Sports exhibitions by servicemen from both the Australian and visiting American services were commonplace during World War II as fundraisers, including American football, but it was not possible for teams from Australia and America to play against each other in either of their national football codes due to the differences in skills: Australians were not adept at long throws of the ball, as was common in American football, and Americans were not adept at kicking, particularly on the run, as was required to play Australian rules football.

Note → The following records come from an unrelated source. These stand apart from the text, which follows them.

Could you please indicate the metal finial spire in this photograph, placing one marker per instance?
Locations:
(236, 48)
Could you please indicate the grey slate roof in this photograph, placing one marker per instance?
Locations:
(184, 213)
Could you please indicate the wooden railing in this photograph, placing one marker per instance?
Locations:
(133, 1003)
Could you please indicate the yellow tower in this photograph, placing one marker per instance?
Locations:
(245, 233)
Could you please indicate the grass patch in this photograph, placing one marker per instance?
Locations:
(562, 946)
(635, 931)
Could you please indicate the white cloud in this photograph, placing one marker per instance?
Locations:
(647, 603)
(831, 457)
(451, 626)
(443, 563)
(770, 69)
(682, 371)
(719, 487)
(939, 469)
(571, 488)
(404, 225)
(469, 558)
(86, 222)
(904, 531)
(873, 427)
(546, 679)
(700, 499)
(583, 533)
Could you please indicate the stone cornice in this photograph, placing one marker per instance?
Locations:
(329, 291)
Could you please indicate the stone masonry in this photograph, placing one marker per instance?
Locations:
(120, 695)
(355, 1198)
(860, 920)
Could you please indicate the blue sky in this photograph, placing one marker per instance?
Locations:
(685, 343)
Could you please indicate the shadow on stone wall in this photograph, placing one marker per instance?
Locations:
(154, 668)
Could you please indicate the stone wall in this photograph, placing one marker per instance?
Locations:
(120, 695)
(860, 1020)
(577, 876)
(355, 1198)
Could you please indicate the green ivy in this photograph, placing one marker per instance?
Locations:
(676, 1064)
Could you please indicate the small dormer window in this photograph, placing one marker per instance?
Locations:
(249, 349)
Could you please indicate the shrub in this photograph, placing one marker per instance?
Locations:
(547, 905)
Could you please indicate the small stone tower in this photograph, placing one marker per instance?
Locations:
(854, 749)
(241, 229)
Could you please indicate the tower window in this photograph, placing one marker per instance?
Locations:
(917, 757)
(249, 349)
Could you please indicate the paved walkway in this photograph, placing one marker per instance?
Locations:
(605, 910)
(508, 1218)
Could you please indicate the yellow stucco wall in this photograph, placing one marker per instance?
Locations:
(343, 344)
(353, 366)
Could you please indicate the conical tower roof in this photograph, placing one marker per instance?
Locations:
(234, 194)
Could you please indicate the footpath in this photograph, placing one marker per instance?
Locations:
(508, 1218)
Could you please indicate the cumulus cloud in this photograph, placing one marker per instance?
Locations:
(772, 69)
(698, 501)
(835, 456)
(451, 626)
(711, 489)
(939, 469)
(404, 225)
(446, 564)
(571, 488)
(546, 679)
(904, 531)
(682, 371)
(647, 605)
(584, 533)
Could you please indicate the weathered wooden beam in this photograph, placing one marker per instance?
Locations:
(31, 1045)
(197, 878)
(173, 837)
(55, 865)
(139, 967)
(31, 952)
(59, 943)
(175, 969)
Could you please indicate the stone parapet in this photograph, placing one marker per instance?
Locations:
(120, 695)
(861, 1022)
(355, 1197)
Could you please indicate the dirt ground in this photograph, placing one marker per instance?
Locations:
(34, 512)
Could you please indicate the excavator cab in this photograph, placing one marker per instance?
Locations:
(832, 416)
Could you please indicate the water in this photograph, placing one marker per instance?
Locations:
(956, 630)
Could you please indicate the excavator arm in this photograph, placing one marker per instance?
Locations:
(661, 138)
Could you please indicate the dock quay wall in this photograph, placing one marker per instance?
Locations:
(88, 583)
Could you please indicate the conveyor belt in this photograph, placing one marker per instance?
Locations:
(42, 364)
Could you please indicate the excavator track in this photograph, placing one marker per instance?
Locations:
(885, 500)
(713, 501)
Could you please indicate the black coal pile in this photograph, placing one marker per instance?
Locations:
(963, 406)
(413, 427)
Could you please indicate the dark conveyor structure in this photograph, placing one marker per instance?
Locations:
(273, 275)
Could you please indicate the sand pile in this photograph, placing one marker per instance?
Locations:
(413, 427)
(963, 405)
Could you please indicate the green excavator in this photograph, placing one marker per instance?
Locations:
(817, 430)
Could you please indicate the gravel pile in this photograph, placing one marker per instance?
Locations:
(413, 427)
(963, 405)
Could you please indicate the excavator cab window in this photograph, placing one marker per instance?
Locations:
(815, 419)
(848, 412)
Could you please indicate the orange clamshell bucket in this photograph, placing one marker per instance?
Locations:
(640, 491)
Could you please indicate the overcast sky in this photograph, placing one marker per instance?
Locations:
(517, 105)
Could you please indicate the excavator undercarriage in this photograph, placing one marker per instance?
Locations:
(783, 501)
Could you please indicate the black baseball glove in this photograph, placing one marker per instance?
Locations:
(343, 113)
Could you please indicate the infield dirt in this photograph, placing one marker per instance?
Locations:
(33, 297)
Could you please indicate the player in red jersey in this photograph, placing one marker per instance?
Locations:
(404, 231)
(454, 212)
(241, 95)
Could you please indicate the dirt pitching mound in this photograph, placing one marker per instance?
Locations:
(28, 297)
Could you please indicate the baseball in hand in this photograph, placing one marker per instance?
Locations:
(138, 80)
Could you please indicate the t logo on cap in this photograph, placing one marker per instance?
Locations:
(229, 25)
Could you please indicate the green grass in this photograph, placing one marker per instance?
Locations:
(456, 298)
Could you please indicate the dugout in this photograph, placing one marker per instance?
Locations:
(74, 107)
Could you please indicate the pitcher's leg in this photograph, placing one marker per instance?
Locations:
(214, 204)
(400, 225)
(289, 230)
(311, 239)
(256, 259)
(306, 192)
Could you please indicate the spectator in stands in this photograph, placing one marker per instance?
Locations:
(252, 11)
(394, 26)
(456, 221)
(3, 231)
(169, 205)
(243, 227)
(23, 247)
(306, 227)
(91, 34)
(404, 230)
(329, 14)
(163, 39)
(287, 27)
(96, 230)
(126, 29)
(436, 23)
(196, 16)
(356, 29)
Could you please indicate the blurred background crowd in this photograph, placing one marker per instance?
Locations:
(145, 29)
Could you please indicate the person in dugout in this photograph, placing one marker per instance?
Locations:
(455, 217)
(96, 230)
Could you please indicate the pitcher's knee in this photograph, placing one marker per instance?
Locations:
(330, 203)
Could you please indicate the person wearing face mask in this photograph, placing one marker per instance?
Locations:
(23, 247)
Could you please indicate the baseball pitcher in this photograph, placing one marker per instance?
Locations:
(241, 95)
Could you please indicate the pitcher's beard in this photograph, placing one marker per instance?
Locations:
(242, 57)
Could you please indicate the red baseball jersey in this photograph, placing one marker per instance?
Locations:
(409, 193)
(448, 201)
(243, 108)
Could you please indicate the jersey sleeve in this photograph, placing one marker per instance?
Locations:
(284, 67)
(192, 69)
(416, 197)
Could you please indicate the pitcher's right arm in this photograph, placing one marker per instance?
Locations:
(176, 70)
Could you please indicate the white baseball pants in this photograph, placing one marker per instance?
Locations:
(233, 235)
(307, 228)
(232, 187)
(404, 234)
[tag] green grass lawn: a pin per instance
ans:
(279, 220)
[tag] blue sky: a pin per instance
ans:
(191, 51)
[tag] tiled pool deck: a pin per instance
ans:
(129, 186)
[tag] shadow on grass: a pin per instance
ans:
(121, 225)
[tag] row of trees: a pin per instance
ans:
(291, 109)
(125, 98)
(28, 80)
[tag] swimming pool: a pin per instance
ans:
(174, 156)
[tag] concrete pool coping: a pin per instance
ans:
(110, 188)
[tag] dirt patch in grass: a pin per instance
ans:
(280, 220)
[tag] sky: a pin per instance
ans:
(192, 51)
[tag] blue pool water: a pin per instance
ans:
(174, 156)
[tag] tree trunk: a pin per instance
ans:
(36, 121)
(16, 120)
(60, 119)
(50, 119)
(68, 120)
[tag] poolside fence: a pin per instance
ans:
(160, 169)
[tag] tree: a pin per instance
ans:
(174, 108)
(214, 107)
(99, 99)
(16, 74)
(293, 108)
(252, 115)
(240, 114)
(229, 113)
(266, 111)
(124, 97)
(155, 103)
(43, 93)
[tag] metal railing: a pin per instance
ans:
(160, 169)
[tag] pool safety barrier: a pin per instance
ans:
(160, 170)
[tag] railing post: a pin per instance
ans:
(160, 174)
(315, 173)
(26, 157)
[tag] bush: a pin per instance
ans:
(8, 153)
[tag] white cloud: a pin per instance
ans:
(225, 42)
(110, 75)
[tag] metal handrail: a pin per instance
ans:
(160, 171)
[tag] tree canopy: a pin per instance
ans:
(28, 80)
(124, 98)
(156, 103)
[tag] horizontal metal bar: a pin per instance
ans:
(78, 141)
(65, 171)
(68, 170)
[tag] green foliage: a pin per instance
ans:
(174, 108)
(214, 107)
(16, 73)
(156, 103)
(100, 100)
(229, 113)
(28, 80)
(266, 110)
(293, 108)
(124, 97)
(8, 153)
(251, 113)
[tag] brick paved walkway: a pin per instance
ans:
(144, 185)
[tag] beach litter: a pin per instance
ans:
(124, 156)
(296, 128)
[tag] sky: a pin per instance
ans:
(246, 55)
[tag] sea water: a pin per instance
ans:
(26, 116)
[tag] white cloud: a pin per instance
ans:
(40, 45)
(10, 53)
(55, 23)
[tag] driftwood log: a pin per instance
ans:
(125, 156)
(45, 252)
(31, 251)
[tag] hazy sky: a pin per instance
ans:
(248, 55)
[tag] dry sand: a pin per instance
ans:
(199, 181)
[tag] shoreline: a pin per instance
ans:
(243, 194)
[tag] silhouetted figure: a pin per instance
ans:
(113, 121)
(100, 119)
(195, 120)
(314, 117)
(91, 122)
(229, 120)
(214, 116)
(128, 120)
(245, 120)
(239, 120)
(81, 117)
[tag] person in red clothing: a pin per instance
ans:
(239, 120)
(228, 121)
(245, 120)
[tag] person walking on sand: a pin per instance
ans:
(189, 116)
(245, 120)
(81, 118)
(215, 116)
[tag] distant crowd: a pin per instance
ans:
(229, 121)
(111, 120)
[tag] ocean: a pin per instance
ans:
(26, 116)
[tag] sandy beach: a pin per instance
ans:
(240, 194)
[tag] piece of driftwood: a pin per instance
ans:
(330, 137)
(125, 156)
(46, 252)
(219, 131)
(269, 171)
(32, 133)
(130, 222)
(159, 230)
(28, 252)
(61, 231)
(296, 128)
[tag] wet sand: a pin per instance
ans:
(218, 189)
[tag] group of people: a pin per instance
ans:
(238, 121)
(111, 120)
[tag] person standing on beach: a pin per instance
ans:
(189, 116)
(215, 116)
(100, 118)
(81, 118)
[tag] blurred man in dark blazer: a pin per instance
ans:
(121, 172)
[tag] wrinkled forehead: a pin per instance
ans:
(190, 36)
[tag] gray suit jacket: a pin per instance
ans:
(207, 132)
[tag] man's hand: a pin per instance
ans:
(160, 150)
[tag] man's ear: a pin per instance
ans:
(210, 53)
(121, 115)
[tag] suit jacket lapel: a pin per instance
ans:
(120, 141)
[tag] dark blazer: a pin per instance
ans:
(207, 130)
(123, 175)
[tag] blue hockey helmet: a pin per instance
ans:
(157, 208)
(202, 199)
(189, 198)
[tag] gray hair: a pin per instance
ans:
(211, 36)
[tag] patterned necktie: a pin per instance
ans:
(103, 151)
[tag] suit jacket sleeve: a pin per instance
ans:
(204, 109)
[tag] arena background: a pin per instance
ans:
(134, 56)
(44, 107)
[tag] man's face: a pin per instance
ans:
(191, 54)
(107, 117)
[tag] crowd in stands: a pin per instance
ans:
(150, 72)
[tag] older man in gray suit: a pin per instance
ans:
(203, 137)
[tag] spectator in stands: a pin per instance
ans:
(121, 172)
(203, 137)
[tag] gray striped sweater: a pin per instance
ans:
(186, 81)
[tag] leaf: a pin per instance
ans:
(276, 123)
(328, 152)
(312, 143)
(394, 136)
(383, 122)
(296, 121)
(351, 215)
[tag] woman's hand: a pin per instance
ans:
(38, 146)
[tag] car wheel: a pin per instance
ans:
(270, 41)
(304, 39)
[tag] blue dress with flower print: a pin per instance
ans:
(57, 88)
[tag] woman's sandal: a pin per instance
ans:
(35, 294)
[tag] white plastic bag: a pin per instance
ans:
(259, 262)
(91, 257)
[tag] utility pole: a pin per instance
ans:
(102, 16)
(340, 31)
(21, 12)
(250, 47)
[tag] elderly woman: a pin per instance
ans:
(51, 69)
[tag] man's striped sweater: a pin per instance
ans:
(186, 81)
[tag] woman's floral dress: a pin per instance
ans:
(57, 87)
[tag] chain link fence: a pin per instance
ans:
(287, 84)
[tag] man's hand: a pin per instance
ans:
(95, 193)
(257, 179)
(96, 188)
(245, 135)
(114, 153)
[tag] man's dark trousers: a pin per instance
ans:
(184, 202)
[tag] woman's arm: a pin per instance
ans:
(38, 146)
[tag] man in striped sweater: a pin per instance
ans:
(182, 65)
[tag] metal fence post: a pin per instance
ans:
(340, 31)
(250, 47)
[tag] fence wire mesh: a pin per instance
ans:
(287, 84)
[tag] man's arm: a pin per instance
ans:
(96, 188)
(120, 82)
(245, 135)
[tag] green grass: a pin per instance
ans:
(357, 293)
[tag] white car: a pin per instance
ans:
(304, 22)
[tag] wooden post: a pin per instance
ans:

To enable football competitions between Australians and Americans, a modified code was proposed. Although sometimes described as a hybrid between the Australian and American codes, creator Ern Cowley described it as "99% Australian rules with the addition of gridiron highlights". The only significant rule change from the Australian game was that the American football-style forward pass was allowed and afforded the same benefits as an Australian rules football kick. Therefore, a ball thrown over a distance of at least ten yards could be marked if caught on the full; and goals could be scored from throws, with the exception that a thrown goal must have been from a distance greater than twenty yards – an arc twenty yards from the goal line was painted on the field to enable this to be judged by umpires. The game was played with an American football rather than an Australian football, because the pointed design of the American ball meant that it could be both thrown and kicked. These rules enabled Americans to participate against Australians at Australian rules football using the ball skills they already possessed from playing American football.

The first game of Austus was played on 18 July 1943 at Punt Road Oval between a team of US Servicemen and an Australian Explosives Factory team over two 25-minute halves. The Americans won 8.4 (52) to 5.8 (38). Two weeks later, an Australian team including around twelve VFL players comfortably defeated the Americans 17.23 (125) d. 8.1 (49) in a full-length game. Archival footage of the game exists, exhibiting American players preference to run and forward pass the ball.

Several more games were played as exhibitions in 1943 and 1944. By the end of 1943, both countries' armed forces endorsed the game as a suitable activity for their troops, with the rules later published in official army publications. The US Army noted that the game was more suited to warmer climates than the American game, and was more convenient as it could be played without protective equipment.

The rules are credited to The Sporting Globe sportswriter and former player Ern Cowley. Cowley and leading American player Private Bill Jost, who was a prodigious throw and captained the American teams, were both presented medals by the Helms Athletic Foundation in 1944 for their services to the short-lived code.

The game disappeared after the large scale departures of American soldiers from Australia in 1945. Some consideration was given in 1946 to send Australian teams to America to demonstrate the sport but an absence of willing financial backers meant that the idea quickly fell through. It is almost certain that 1945 or 1946 were the last year the game was ever played.